African University Libraries and the Carnegie Corporation
The Mortenson Center for International Library Programs at the University of Illinois Library at Urbana-Champaign, funded by a grant from the Carnegie Corporation of New York, will work with seven universities and their libraries in Ghana, Nigeria, Tanzania, and Uganda as part of the Carnegie Corporation’s focus on The Partnership for Higher Education in Africa. The Partnership supports innovative programs that are revitalizing the universities and their libraries and equipping the universities to educate future country leaders and administrators.
While everyone recognizes the potential impact of strong universities and robust libraries on the growth of nations, it also is obvious that librarians need additional professional development to enable them to manage and implement sustainable changes.

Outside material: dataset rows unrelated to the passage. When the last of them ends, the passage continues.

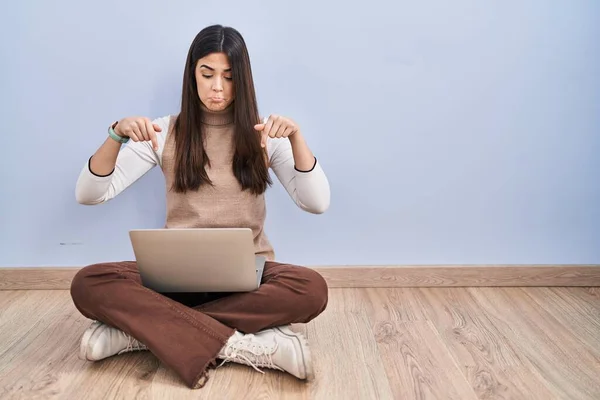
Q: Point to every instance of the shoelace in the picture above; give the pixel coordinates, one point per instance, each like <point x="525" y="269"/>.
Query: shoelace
<point x="133" y="345"/>
<point x="259" y="355"/>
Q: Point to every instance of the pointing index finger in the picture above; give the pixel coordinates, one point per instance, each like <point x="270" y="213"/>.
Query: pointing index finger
<point x="152" y="134"/>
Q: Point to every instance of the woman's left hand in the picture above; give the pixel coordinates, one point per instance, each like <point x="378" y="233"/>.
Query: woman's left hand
<point x="276" y="127"/>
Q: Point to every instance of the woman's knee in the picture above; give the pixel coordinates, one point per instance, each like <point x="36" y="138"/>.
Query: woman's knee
<point x="84" y="285"/>
<point x="315" y="291"/>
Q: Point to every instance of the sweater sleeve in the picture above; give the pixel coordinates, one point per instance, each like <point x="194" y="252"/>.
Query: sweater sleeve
<point x="309" y="189"/>
<point x="133" y="161"/>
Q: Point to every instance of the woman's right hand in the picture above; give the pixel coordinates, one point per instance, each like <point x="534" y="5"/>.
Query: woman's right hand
<point x="139" y="129"/>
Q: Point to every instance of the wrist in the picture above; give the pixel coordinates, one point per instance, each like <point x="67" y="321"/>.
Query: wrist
<point x="113" y="132"/>
<point x="296" y="138"/>
<point x="116" y="129"/>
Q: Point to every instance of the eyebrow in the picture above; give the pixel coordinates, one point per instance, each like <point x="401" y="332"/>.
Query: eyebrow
<point x="212" y="69"/>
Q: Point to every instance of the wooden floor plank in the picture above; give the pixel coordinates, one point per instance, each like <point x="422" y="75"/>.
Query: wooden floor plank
<point x="572" y="313"/>
<point x="347" y="361"/>
<point x="560" y="359"/>
<point x="417" y="363"/>
<point x="492" y="367"/>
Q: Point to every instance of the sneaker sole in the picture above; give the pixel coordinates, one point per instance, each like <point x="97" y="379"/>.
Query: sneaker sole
<point x="85" y="340"/>
<point x="305" y="350"/>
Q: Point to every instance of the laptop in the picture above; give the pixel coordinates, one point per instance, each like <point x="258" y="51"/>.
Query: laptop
<point x="197" y="260"/>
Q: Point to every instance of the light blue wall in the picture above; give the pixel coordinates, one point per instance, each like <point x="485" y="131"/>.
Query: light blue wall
<point x="452" y="132"/>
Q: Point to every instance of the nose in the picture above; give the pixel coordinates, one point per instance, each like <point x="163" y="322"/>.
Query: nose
<point x="218" y="85"/>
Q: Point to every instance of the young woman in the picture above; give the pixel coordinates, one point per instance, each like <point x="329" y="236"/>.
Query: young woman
<point x="215" y="156"/>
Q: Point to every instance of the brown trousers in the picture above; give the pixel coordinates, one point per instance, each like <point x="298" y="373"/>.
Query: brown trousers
<point x="186" y="331"/>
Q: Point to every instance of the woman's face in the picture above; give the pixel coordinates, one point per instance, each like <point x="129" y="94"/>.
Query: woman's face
<point x="214" y="84"/>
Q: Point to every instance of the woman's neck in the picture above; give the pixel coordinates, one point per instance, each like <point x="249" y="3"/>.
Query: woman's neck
<point x="217" y="118"/>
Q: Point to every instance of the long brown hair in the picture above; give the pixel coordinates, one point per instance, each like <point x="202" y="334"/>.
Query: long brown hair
<point x="249" y="160"/>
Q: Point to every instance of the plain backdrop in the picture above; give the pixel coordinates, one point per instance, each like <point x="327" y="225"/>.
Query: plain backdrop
<point x="463" y="132"/>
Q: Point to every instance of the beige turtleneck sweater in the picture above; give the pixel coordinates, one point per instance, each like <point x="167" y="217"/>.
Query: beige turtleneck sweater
<point x="224" y="205"/>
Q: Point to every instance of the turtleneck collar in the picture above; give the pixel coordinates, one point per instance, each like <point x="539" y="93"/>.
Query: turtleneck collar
<point x="217" y="118"/>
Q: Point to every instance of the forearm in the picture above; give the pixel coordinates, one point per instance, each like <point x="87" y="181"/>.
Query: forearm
<point x="105" y="158"/>
<point x="304" y="160"/>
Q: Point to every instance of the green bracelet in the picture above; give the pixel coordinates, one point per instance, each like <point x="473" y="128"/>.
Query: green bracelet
<point x="113" y="135"/>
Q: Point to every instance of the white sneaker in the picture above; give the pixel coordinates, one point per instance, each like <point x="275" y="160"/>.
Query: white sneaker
<point x="278" y="348"/>
<point x="101" y="341"/>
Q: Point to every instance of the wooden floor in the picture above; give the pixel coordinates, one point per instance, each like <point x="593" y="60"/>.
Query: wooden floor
<point x="455" y="343"/>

The Mortenson Center staff plan to consult with the Carnegie grantees about a needs assessment for their libraries and future training programs for library staff. The Mortenson Center specializes in providing short-term training for librarians from outside the United States. Founded in 1991, the Center has welcomed more than 600 librarians from 85 countries.
Staff from the Mortenson Center will visit the seven Carnegie grantees to assess the capabilities of their libraries. The review will focus on user access to information. It will assess the resources of the libraries in areas such as technical infrastructure, delivery of services, ease of access to and strength of collections and databases, staff development training, bibliographic instruction for users, understanding of international standards, and related services. New technologies and their role in libraries will be part of the assessment.
This assessment will serve as the first step in evaluating the need for a professional development program for grantees. Through the grant, Mortenson Center staff will visit with university library staff from the following institutions: University of Ghana Legon and University of Education at Winneba in Ghana; Ahmadu Bello University, University of Jos, and Obafemi Owolowo University in Nigeria; Dar es Salaam University in Tanzania; and Makerere University in Uganda.
University libraries in all countries have an exciting and challenging future. They must learn quickly and efficiently to select, implement, and manage new technologies to provide better access to information. Information today is no longer confined to a physical structure such as a library, and learning to provide access to virtual information is critical to the educational mission of universities. One way to help librarians transition into an open access information environment is to provide a professional development program that focuses on the new technologies and the skills needed to use them.
Barbara J. Ford, director of the Mortenson Center and Susan Schnuer, assistant director of the Center will oversee the project. Joyce Latham, a current instructor at the Graduate School of Library and Information Science, also will contribute to the project. The Mortenson Center staff look forward to working with these university libraries in Africa in identifying needed training and developing appropriate programs.